The Salvation Army says housing problems like overcrowding, previously seen mainly in the country's big cities, are spreading to the provinces.
It claimed demand for its services was going up for the first time in three years - after it stabilised after the Global Financial Crisis.
The group pinned the increase on greater needs outside New Zealand's main centres. Every week, it said, 314 people sought help from the organisation for the first time.
Salvation Army head of community ministries Pam Waugh said they were hearing more reports of multiple families living in one house in provincial towns as well as people living in their cars.
Ms Waugh said one or two unexpected bills could force low-income families onto the street.
"For a while, we have been concerned that an itinerant and impoverished segment of our society is becoming a permanent feature," she said.
"They say a rising tide lifts all boats, but if you don't have a boat, you face the risk of drowning."
Ms Waugh said the stress was also spurring domestic violence, which was increasing as people struggled to cope with financial pressures.
"It's not just related to Auckland, which of course has a significant demand for housing, it's spread further into other areas, such as Greymouth has got a big increase in it, Hamilton is noticing it and across those regional areas we're seeing more and more of it."
Govt told to look at provinces
Greymouth mayor Tony Kokshoorn said there had been a lot of layoffs on the West Coast since the Pike River Mine disaster and the drop in the coal price.
"Jobs are harder to get. We have a low unemployment here still of just over 5 percent but, nevertheless, there's a huge amount of pressure out there," he said.
"Concentration from Government needs to go on to provincial New Zealand for housing, as well as Auckland."
Mr Kokshoorn said he could not recall a new state house being built in Greymouth in more than a decade.
The Salvation Army will start its main fund-raising campaign - the Red Shield Appeal - on Monday.

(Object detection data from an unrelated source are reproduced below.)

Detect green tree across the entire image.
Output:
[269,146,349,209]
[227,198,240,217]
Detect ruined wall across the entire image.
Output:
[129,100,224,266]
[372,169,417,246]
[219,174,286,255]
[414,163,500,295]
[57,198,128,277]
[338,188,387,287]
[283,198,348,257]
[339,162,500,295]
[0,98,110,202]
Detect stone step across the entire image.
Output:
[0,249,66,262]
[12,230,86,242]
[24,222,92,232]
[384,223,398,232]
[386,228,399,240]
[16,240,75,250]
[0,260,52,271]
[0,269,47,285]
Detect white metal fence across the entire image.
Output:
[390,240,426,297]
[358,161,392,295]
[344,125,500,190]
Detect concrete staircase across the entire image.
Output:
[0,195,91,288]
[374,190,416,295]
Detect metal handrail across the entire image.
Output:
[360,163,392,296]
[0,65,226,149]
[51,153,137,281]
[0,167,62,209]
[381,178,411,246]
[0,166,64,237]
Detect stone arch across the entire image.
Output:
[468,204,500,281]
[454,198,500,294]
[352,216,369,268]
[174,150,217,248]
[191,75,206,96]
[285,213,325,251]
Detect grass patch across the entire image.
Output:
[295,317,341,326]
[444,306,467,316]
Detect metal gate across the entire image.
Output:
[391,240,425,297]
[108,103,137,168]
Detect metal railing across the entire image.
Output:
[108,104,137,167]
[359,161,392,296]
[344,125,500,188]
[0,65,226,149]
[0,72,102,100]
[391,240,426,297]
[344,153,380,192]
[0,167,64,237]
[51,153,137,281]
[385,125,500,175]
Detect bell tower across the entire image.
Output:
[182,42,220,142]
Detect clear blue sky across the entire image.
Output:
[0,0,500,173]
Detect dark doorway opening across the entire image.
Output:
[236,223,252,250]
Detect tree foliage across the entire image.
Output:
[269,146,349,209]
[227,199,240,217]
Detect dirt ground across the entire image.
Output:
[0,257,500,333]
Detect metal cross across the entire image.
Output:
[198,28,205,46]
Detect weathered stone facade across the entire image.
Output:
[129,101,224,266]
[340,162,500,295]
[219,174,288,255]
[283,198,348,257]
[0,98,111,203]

Ms Waugh said the proceeds would focus at the emerging group of people living in the provinces and struggling to afford a roof over their heads.
High prices could spread
Meanwhile, a new report has suggested Auckland's expensive housing market could lead to increasing prices nationwide.
This week, the average asking price for property nationally hit a new high of $522,000 and $790,000 in Auckland.
The Auckland University paper said the city's current housing "bubble" followed one about 10 years ago, which ended with the Global Financial Crisis.
The author, Ryan Greenaway-McGrevy, said during that earlier bubble the high-cost of Auckland property spread to other main centres - and if trends repeat, the same thing will happen now.